Sleep Apnea and Ocular Disorders

Ocular manifestations associated with sleep apnea include ocular surface disorders, keratoconus, normal tension glaucoma, papilledema, and Nonarteritic Anterior Ischemic Optic Neuropathy (NAION).

Studies have found OSA patients to suffer from increased ocular surface disease. Common associations include exposure keratopathy, floppy eyelid syndrome, recurrent erosions, and keratitis. Lower Schirmer and TBUT scores, and increased OSDI questionnaire scores have been reported. Conjunctival squamous metaplasia has also been reported. Years ago, I often had patients with what I thought was “intractable dry eye” suddenly announce after months of ineffective treatment that they were using a CPAP machine. Now I know to ask at the first visit.

Keratoconus has also been linked to OSA. Pedrotti, et al, found OSA was 10 to 20 times more prevalent among patients with KCN than the rate reported for the general population. Corneal hysteresis has been found to be lower in moderate to severe OSA patients compared to mild cases of OSA or normal (non-OSA) patients. Central corneal thickness has been reported to be inversely correlated with the severity of OSA.

Normal tension glaucoma is thought to result from a lack of oxygen to the optic nerve.  OSA may reduce optic nerve head perfusion, cause transient hypoxia and increased vascular resistance. A study by Bilgin found the prevalence of OSA was 29.2% higher in NTG patients than controls without glaucoma. Decreased RNFL was found in patients with severe OSA while those with mild to moderate OSA were not significantly different from normal. Thinning of the central subfoveal choroidal thickness and retinal nerve fiber layer was noted in severe cases of OSA using enhanced depth imaging optical coherence tomography (EDI-OCT). IOP fluctuations have been found during sleep in patients with moderate to severe OSA, with a mean lower IOP during apnea events versus non-apnea phases. Lower IOP may result in hypoxia.

An increase in CO2 concentrations can result from OSA. This may dilate blood vessels and increase pressure, leading to optic disc swelling.

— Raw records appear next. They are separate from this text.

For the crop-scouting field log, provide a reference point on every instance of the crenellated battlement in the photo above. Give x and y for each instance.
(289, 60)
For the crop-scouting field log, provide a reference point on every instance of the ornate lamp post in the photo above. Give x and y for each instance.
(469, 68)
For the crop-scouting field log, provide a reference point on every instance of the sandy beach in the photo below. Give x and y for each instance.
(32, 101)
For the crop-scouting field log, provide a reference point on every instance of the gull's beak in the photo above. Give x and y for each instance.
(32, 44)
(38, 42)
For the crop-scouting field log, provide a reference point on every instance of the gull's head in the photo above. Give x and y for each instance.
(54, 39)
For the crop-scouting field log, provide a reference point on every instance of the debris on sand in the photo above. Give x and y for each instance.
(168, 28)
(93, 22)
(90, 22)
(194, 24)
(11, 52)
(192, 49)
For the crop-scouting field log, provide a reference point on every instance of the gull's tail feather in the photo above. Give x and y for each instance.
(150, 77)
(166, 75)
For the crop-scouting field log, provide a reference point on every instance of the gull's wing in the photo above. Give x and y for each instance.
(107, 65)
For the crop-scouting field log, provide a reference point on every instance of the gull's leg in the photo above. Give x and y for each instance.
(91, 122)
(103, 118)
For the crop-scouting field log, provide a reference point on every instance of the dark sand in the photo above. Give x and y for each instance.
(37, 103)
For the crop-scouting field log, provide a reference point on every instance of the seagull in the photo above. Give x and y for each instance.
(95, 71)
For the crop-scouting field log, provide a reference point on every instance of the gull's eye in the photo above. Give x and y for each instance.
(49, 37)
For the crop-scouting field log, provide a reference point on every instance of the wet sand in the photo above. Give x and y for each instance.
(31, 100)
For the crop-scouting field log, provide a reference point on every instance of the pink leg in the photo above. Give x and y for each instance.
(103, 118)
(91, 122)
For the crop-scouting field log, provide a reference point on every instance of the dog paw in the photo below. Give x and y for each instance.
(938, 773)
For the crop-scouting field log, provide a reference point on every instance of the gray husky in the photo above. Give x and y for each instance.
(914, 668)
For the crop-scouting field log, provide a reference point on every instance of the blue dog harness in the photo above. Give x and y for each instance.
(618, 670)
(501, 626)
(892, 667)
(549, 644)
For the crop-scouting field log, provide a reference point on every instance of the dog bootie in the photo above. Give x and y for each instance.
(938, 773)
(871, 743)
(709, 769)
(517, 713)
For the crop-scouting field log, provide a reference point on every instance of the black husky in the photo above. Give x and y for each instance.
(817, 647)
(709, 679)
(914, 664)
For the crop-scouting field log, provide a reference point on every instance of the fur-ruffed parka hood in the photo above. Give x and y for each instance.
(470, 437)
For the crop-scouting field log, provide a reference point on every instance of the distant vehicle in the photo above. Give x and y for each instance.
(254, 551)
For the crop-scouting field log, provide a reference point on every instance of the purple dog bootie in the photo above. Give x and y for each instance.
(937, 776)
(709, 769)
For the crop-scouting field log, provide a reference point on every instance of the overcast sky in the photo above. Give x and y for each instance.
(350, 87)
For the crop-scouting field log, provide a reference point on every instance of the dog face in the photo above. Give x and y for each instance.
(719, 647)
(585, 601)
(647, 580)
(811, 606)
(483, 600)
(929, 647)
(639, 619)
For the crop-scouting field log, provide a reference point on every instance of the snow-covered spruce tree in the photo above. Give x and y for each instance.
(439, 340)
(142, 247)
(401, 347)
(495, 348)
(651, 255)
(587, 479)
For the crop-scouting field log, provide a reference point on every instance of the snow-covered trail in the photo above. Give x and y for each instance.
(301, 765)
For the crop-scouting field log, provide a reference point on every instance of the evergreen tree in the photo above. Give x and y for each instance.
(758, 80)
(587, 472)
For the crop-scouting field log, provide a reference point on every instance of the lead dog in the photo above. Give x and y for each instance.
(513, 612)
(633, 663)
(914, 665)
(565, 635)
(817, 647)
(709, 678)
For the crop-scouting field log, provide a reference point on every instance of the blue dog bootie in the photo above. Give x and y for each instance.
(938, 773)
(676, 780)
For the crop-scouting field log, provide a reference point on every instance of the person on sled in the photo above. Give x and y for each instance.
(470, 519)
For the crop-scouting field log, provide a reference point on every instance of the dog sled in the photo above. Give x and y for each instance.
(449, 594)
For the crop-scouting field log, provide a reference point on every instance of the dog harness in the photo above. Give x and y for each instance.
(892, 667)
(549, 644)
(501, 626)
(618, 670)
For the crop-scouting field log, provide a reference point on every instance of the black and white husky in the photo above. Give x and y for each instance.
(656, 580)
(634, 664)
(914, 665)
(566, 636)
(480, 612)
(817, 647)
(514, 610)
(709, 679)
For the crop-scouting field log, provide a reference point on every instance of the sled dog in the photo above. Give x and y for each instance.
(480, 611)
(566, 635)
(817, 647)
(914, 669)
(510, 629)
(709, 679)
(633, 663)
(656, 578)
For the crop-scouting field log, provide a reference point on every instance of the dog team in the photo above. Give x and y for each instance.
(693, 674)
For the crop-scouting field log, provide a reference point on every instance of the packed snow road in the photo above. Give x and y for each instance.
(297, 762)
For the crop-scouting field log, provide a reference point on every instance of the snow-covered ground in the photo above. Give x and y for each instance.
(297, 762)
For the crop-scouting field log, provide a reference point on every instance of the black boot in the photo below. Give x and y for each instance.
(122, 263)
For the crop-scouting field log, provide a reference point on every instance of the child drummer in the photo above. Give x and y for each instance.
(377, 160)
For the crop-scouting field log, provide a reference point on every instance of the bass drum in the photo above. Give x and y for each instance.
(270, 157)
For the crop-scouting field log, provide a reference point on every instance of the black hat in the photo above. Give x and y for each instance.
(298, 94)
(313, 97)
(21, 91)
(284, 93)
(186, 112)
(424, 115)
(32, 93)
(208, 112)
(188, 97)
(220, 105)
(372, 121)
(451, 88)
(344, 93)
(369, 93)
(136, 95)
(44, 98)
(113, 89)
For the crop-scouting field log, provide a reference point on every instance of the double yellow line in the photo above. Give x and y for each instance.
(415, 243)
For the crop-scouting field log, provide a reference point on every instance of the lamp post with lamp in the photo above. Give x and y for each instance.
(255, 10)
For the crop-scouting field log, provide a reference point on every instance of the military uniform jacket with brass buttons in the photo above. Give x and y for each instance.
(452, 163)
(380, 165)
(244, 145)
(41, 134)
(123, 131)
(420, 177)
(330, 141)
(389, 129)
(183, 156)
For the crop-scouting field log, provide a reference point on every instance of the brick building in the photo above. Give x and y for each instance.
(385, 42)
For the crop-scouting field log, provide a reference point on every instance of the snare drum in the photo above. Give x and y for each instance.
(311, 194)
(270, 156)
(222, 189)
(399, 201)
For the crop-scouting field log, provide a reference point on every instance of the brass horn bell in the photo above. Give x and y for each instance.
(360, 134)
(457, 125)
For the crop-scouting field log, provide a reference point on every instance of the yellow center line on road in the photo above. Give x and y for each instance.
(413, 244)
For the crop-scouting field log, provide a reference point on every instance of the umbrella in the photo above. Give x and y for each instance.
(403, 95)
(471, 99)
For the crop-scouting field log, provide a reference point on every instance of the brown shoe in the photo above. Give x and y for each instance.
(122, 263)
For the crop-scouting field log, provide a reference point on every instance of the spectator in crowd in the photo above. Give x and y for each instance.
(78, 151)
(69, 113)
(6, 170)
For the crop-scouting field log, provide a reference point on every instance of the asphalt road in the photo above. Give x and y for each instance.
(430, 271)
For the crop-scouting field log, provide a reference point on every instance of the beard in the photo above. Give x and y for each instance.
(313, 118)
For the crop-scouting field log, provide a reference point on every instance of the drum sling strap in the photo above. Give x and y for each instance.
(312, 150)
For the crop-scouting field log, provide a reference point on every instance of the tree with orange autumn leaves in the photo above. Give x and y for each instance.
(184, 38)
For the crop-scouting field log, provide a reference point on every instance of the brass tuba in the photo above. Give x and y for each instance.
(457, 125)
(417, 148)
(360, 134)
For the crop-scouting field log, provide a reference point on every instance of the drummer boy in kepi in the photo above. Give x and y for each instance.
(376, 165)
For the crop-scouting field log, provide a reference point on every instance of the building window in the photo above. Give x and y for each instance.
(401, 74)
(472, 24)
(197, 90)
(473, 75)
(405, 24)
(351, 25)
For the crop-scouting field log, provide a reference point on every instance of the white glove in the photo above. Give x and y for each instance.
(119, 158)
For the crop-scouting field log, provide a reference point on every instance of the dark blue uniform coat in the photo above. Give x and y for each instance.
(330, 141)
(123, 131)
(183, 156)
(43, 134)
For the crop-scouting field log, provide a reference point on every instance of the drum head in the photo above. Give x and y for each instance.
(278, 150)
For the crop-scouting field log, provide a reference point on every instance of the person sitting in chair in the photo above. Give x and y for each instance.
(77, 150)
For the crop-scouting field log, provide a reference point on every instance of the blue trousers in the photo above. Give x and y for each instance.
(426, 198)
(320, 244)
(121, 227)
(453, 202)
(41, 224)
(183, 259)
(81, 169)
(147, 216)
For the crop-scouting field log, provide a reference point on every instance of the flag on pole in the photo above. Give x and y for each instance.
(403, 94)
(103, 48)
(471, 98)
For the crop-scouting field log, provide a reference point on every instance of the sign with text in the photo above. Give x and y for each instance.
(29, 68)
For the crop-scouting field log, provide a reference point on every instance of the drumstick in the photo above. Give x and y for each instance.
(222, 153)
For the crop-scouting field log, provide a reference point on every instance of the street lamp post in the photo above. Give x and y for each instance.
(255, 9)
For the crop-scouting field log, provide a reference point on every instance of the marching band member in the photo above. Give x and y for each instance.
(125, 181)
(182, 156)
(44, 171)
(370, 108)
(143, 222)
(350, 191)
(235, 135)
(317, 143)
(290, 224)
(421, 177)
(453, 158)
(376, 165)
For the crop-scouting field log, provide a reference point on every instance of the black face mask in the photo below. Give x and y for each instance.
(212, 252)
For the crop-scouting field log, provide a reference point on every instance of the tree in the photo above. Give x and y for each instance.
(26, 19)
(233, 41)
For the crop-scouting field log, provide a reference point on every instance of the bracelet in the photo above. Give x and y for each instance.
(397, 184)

Patients with OSA have higher incidences of papilledema. CPAP therapy treatment has been shown to improve or even resolve papilledema.

Research has reported that 71% of patients with NAION have OSA. Patients with NAION should be referred for a polysomnogram test to rule out OSAPatients with severe OSA who are noncompliant with their CPAP treatment have an increased risk of second eye NAION vision loss.

These studies appear to indicate that ocular manifestations are more likely in severe OSA.   For this reason, I am now more likely to ask not only if my patients have OSA, but what their disease severity level is and the type of mask they are currently using.